The problem I was dealing with was this: When I turned the Palm on, it would emit a high-pitched squealing noise, sort of like the one you get when you have an old television that needs to warm up a little bit before you can see what is on the screen. It was highly directional, and seemed to be coming directly out of the screen. If you tilted the screen away from you slightly, the noise lessened. Tapping the screen to enter data modified the intensity of the noise, but not necessarily the tone, and ‘flexing’ the entire device did approximately the same thing.
Similar problems do exist, as outlined at Just-blog
, which may or may not be caused by the same thing, such as a similar noise coming from only one part of the device. I’m not prepared to offer advice in terms of other problems at this time.
Just-blog presents as a solution overclocking the Palm processor in order to change the frequency of the internal clock and therefore of the screen, which could be the source of the squeal. While this did not work for me, a software fix for this problem is usually preferable for people who do not want to take their device apart. Multiple overclocking programs exist for various Palm devices, but for the E2 all I was able to find were Warpspeed and PXA Clocker.
If you are looking to overclock another advice, I suggest using the ‘search’ feature on your browser to check out Just-blog
and searching for your model number.
Do not despair if overclocking your Palm does not work! There is another solution, posted by junglemike at Brighthand that fixed my Palm E2 in about 15 minutes. Apparently, the problem is due to some odd proximity effect of the digitizer on the screen itself. The steps are the same as illustrated, but I have some additional suggestions:
* Be not afraid of the star-fangled screws holding it together. A small flathead screwdriver will work on them, or a very small allen wrench.

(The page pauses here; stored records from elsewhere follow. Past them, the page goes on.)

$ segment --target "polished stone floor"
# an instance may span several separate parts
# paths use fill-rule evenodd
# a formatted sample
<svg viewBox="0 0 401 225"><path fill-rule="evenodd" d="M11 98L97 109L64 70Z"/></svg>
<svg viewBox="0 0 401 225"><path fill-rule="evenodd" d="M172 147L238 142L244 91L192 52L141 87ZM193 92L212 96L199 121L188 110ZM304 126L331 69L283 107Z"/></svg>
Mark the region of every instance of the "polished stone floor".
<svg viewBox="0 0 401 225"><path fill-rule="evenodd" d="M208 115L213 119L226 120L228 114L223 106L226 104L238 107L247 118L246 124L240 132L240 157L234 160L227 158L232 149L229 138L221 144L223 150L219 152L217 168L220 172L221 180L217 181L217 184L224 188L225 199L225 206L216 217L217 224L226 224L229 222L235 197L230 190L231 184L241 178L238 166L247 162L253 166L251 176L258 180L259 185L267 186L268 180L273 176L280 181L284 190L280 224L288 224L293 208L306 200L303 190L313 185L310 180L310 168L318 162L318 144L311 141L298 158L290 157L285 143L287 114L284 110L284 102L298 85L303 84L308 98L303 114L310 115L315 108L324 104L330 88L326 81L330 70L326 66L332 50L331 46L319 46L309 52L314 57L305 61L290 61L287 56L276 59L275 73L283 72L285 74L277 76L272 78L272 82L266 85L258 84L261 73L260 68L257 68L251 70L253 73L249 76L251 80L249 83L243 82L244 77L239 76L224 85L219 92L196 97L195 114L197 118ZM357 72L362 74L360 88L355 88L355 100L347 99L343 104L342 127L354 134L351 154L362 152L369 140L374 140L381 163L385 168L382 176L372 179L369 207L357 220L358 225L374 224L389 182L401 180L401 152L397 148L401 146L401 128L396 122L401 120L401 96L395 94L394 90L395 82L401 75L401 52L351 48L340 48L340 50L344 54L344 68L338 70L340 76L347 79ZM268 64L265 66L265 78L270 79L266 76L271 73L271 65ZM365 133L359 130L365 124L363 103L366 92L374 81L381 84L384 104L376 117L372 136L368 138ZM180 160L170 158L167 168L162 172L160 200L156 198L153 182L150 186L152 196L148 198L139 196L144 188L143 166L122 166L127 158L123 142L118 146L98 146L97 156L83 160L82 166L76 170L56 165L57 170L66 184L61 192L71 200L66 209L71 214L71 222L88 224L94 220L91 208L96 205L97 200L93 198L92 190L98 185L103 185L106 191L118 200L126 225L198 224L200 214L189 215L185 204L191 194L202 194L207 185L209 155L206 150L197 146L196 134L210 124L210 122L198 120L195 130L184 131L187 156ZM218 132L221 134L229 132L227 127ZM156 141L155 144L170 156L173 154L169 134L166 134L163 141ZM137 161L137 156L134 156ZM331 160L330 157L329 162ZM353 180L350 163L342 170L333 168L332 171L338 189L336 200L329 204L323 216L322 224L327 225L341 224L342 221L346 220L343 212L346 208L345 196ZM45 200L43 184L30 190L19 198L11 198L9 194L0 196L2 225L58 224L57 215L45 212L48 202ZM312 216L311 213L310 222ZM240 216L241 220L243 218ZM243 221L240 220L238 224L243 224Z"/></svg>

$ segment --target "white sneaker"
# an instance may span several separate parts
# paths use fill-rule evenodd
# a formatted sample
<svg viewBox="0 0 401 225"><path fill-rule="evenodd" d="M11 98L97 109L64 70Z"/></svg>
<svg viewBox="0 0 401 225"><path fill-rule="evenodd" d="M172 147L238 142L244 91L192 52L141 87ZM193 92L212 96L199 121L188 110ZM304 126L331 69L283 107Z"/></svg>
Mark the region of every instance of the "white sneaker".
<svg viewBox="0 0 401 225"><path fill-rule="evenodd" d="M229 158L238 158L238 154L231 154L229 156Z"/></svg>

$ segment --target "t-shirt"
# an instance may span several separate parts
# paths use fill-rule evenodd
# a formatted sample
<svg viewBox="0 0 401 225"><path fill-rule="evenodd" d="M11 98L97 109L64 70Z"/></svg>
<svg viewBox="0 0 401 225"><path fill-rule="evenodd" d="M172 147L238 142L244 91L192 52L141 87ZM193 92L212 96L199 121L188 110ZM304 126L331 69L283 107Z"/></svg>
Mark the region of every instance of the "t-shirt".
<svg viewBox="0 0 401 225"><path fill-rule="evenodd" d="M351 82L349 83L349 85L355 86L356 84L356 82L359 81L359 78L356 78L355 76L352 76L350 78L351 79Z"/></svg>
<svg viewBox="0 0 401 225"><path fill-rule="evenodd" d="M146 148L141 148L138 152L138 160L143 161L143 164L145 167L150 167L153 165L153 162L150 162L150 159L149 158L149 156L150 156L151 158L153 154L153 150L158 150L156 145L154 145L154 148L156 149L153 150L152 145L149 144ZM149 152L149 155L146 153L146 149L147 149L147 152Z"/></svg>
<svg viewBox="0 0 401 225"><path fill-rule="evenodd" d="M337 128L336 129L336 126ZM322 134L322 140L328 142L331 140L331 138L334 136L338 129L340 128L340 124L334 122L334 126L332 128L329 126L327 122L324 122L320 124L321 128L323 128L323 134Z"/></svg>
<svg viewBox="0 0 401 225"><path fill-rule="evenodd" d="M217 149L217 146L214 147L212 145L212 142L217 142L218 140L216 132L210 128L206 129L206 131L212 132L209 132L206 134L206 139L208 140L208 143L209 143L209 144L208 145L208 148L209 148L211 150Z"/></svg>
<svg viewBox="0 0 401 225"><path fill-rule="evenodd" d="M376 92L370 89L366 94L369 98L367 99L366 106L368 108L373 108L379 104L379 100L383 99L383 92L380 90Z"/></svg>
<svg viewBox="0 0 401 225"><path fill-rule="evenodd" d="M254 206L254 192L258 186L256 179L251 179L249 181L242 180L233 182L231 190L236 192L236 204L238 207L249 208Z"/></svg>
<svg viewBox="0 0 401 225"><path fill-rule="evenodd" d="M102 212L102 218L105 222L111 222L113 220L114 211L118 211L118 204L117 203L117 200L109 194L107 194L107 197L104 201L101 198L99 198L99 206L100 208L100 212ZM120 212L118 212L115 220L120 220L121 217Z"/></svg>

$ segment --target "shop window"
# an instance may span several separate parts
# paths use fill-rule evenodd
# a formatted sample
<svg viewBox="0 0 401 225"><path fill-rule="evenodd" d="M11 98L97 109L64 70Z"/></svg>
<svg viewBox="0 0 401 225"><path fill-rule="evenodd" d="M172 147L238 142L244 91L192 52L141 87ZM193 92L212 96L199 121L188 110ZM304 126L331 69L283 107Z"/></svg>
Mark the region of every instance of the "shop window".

* When pulling the case apart, you are going to need to pop it really hard, so don’t be afraid of it. The two things I did do were disconnect the battery initially (the plug pops off and on easily) and lose the power button for a couple minutes because it flew off when I finally got the case apart.
* The digitizer is on top if the screen, and note that there is a connection between the two that you should NOT mess with inadvertently while you are prying them apart.
* For the material between the screen and the digitizer, I used a full sheet of thick clear plastic (from a box some window blinds came in), but it is possible to use overhead transparencies or even a couple layers of foil or regular paper around the edges. You don’t need to block the whole screen, you just need to get the digitizer away from it by a little bit. I suggest plugging everything in and testing it while you have the Palm apart in order to see how much of an effect you are having on the noise.
I hope this was of help to someone, but it’s really those sites mentioned above that fixed my problem for me. If there are any more questions, I am glad to be of service.